Today, I give you my review of Rashomon; a film that has one of the most influential screenplays of all time. Unsurprisingly, we have another revolutionary Japanese film directed by Akira Kurosawa. More research has revealed to me the reason of why Kurosawa films are so influential, the writing. Many of his films have very original stories that don’t often have conventional narratives. In Seven Samurai, it was a distinct combination of comedy, drama, love, and treachery which made the story more unique. In Rashomon, the story is told through multiple perspectives. I’d say that is a long enough intro, so let’s get down to business.
Rashomon is directed by Akira Kurosawa and written by: Ryûnosuke Akutagawa, Akira Kurosawa, and Shinobu Hashimoto. Stars-Toshirô Mifune, Takashi Shimura, Masayuki Mori, and Machiko Kyô. Premise-Based on the short story, “In a Grove,” Rashomon tells the story of a crime recalled through multiple (and contradictory) testimonies from different people.
Rashomon has contributed so much to the world. Yes, not just the medium, but culture, certain beliefs, and art in general have learned something from this movie. I can’t wait to tell you about it! I’ll go over the objective perfection of Rashomon before dumping some film history on you (although, that will be much more interesting). As always, Kurosawa’s creative use of the camera (especially when it involves nature) is beautiful, Fumio Hayasaka’s (who also composed Seven Samurai) music never overpowers a scene, but compliments the film as a whole, and the actors performances were emanating with emotional energy.
Did you know that this was the film that made Toshirô Mifune a star?

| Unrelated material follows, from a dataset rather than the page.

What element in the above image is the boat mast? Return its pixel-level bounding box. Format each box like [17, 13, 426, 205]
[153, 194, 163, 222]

Or that the production company had little faith in Kurosawa and his story (kinda like Steven Spielberg with Jaws)? Or that it was this film that brought Western attention to Japanese cinema? Rashomon launched the professional career of Kurosawa, and influenced the medium with the screenplay’s point-of-view. The film opens at Rashomon (which is the ruined gate to two ancient Japanese cities) during a rainstorm. Taking shelter under it are: a confused and frightened woodcutter, a priest (who has almost lost his faith in humanity after hearing the story), and a complete (but shifty) stranger. This combination of differing characters and viewpoints reinforce the philosophy of why we shouldn’t always trust what someone tells us, even if they seem to be telling the truth. Rashomon has a bit of Kurosawa’s philosophy woven into this story.
The woodcutter explains that he was walking in a forest when he saw something horrible. Later on, he was called in to testify, as someone had been murdered in those woods. There were four other witnesses, each with a different perspective on what happened, although they all claimed to be at the scene when the murder took place. Because of this, the audience doesn’t know who to trust. The witnesses’ testimonies are shown through the use of flashbacks. Keep in mind, the woodcutter is retelling the other witnesses’ testimonies (because he was there) to the priest and the stranger. If that sentence didn’t remind you of Inception, go watch Inception, and then realize that it was Rashomon that did this type of “layering” storytelling first. It was this storytelling that would inspire: The Usual Suspects, Memento, Vertigo, and many more. None of these films ripped-off Rashomon (I know the internet loves to abuse that term), they most likely were looking back on Rashomon’s clever writing and using a trick it invented.
If you watch this movie now, and are under 25 years of age, Rashomon will most likely come across as simple, slightly clichéd, and boring. I know this because I used to have no appreciation for great cinema, or the interest to do so. But since you guys are above the societal “movies are just movies, they can’t change the world, nor are they ‘art’” belief, all I have to say is that Rashomon came out in 1950. Flashbacks in cinema were not as common (or as overused) back then; and just because a movie is in black and white doesn’t automatically make it bad or boring. Did I mention that the fight choreography and acting are very thrilling? This movie is an hour and 28 minutes long, not with one moment wasted. This complicated writing was accomplished in 32 minutes less time than the average film nowadays! What I’m saying is you should see this movie.
The more I think about it, the story reminds me of a detective case involving multiple witnesses or a Phoenix Wright videogame. What do I always say? The writing is the most important part of nearly every project, especially media. It is because of Rashomon’s unconventional storytelling that so much ground was paved for cinema. In his review of Rashomon, Roger Ebert said, “Because we see the events in flashbacks, we assume they reflect truth. But all they reflect is a point of view, sometimes lied about.” That’s what is genius about Rashomon; we never quite know who to trust or what to believe. I don’t think the power of perception has ever been better utilized in a film’s writing. When we actually discover what really happened in the forest… my gosh. The last 10 minutes of this movie are the best part of it. The ending is optimistic, philosophical, shockingly true, and emotionally powerful. I don’t want to give too much away; you just have to watch the movie. Rashomon is one of the greatest landmarks in cinema which stands the test of time, and gets Guy’s Guru Grade of an A+.